05:23h da manhã. Ele sai da loja de conveniência com um latão de cerveja, o seu pão líquido de cada dia, e o vai tomando pelo caminho.
Só a dose elefantina de café - tomada em casa - não basta para ele encarar o nascer do novo mesmo dia e do mesmo velho sol, ambos plenos de estupidez.
O café o desperta; o álcool dá-lhe certa dose de conformismo para que possa seguir com o inútil porquê de ter despertado. O café bate; o álcool assopra.

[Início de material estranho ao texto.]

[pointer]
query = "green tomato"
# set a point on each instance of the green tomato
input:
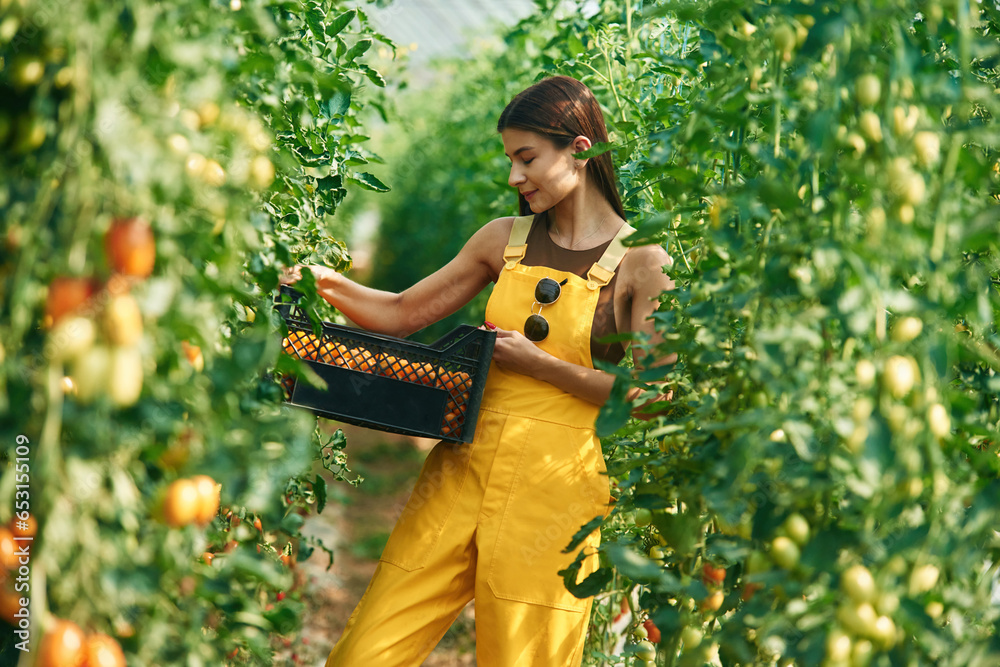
(857, 582)
(867, 90)
(784, 552)
(797, 528)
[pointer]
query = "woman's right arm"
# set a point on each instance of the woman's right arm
(433, 298)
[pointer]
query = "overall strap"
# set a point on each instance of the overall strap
(517, 244)
(603, 270)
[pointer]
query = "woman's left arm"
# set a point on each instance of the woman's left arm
(642, 274)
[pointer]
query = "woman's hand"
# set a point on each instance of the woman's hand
(513, 352)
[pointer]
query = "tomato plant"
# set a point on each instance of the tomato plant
(824, 176)
(160, 164)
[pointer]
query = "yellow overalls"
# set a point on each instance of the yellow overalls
(490, 519)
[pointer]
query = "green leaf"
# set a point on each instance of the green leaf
(373, 75)
(319, 489)
(358, 50)
(340, 22)
(583, 533)
(600, 148)
(368, 181)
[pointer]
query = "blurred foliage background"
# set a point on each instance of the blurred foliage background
(819, 490)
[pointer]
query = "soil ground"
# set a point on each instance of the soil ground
(355, 525)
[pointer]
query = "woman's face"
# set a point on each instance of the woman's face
(544, 174)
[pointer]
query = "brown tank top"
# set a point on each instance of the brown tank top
(543, 251)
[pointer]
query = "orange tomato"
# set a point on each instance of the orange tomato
(24, 528)
(62, 645)
(66, 295)
(301, 344)
(181, 503)
(358, 358)
(208, 498)
(332, 353)
(103, 651)
(130, 247)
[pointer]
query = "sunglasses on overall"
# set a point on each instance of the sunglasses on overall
(547, 292)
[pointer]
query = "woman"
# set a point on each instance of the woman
(489, 520)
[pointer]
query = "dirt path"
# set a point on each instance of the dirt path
(355, 524)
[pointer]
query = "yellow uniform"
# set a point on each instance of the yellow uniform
(489, 520)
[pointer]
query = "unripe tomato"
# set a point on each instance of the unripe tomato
(861, 654)
(26, 72)
(883, 632)
(90, 373)
(652, 631)
(784, 552)
(214, 174)
(904, 121)
(130, 247)
(261, 172)
(927, 148)
(870, 126)
(867, 90)
(125, 376)
(194, 356)
(864, 371)
(713, 602)
(123, 320)
(70, 338)
(691, 636)
(906, 329)
(857, 582)
(938, 420)
(900, 375)
(181, 503)
(784, 40)
(923, 578)
(208, 498)
(65, 296)
(711, 575)
(62, 645)
(857, 617)
(797, 528)
(103, 651)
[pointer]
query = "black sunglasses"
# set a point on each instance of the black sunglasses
(547, 292)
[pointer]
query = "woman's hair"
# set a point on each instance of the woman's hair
(561, 109)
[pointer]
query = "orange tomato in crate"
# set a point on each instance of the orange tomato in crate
(360, 359)
(333, 353)
(301, 344)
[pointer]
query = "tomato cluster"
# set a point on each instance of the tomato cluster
(305, 345)
(95, 328)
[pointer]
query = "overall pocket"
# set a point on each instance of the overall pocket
(559, 486)
(434, 495)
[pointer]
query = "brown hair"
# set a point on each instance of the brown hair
(560, 108)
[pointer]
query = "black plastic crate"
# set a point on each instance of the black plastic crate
(386, 383)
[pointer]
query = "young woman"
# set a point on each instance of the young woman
(489, 520)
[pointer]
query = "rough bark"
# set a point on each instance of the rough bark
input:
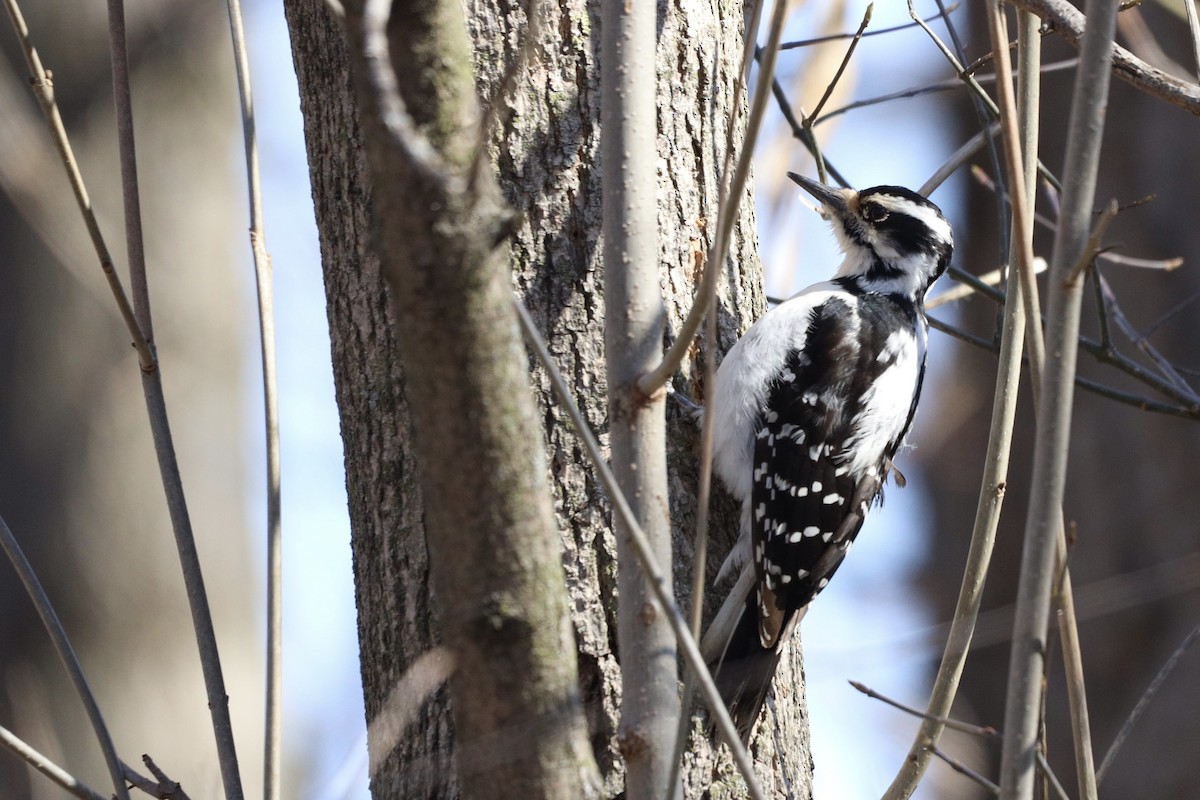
(546, 156)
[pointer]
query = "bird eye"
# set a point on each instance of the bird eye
(875, 212)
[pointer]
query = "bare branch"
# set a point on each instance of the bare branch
(1144, 702)
(1044, 518)
(859, 34)
(273, 726)
(963, 769)
(161, 787)
(160, 425)
(66, 654)
(727, 214)
(43, 90)
(1069, 24)
(654, 576)
(828, 91)
(953, 725)
(46, 767)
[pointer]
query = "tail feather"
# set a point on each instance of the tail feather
(744, 673)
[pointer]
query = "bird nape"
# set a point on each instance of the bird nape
(811, 405)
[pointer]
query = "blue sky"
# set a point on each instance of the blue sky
(856, 629)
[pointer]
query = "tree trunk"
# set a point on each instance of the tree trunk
(1131, 483)
(546, 156)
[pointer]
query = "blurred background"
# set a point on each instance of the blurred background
(78, 481)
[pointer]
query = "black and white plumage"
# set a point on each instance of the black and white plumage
(811, 404)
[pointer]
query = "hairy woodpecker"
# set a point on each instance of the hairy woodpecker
(811, 405)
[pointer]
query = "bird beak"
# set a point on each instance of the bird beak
(833, 199)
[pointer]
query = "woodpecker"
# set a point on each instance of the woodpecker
(810, 407)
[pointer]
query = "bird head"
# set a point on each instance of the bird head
(895, 240)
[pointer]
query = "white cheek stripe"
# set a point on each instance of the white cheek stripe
(934, 221)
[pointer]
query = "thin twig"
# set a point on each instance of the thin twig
(1170, 314)
(46, 767)
(1020, 142)
(43, 90)
(66, 654)
(953, 725)
(1144, 703)
(993, 278)
(1092, 247)
(727, 214)
(831, 86)
(1194, 31)
(161, 787)
(654, 575)
(1113, 310)
(1044, 765)
(963, 769)
(930, 89)
(840, 37)
(273, 726)
(160, 425)
(1044, 517)
(801, 133)
(700, 557)
(1069, 24)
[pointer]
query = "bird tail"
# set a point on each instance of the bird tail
(743, 668)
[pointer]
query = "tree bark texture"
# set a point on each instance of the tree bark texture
(546, 155)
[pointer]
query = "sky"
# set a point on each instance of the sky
(858, 627)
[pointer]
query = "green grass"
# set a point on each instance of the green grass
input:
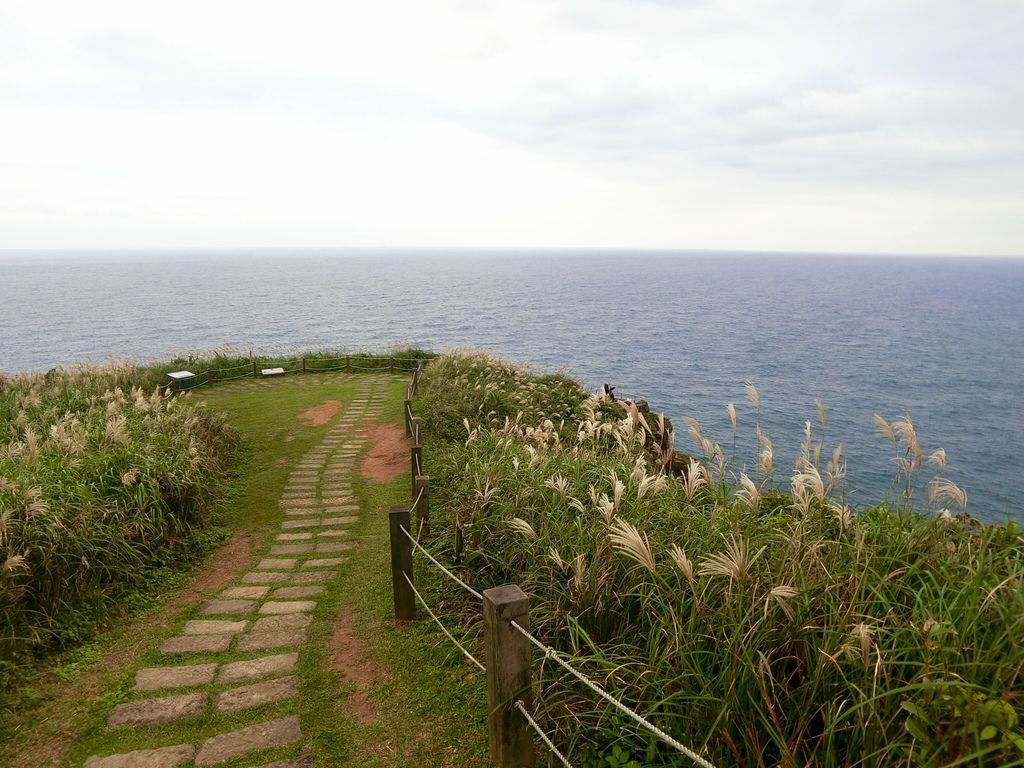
(763, 626)
(430, 709)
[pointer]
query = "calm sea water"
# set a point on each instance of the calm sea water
(941, 340)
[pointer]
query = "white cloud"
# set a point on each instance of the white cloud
(869, 126)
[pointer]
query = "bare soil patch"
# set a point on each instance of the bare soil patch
(388, 455)
(349, 657)
(66, 713)
(320, 415)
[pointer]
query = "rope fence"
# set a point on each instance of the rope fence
(511, 727)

Começa a atravessar a velha ponte metálica por sobre o rio emparedado pelos lados da avenida. À sua frente, quase ao meio da ponte, um sujeito de meia idade, semicalvo, de burguesa barriga e vestido como quem se encaminha para uma partida de tênis leva pelas coleiras dois simulacros de cachorros; numa das mãos do sujeito, um saquinho plástico a conter a merda recolhida por ele do chão de um dos cachorros, ou dos dois; um saquinho plástico, pelo jeitão do sujeito, biodegradável.
Saem, Ele e o sujeito, praticamente juntos da ponte e ficam lado a lado na calçada por alguns instantes, aguardando uma folga no fluxo do tráfego para atravessarem a rua.
O sujeito olha para Ele e nota a cerveja em sua mão.
- Já tomando uma? Tá animado, hein… começando cedo”, diz o sujeito, com um risinho de cu no canto de boca, num tom não de simples observação, sim de ironia barata, reprovação e pretensa superioridade moral; coisa de cara que tem o pinto pequeno.
- Pois é - diz Ele - eu, cinco e pouco da manhã, já tomando “uma”; você passeando com dois animais com caras de bobo, ainda que mais vivazes que a sua, que muito vagamente lembram dois cachorros e catando a merda que eles espalham pelo chão. De fato, nós dois temos sérios problemas.
Como também os têm, ele segue pensando em seu caminho, o velho viúvo que levantou às quatro da manhã para varrer e lavar a calçada; como também os têm os frequentadores matutinos das academias, correndo quilômetros em esteiras e, depois, indo de carro à padaria a alguns quarteirões de suas casas; como também os têm o catador de latinhas, a vasculhar as lixeiras de bares e restaurantes na esperança de que a noite tenha lhe deixado alguma gorjeta; como também os têm a velha de cabeleira desgrenhada e psicodélica que serve o café da manhã para o seu orfanato de gatos baldios; como também os têm a gorda que salta da van intermunicipal para ir passar o seu dia atrás do balcão de uma loja de tintas, a sua rotina sem nenhuma cor.
Só não os têm a puta. Alquebrada pelo duro expediente, abrindo e passando pelo estreito portão de ferro de acesso à casa de fundos em que mora. Que toma um banho, que faz uma ducha higiênica, que faz um gargarejo com antisséptico. Que vai dormir o justo sono dos injustiçados.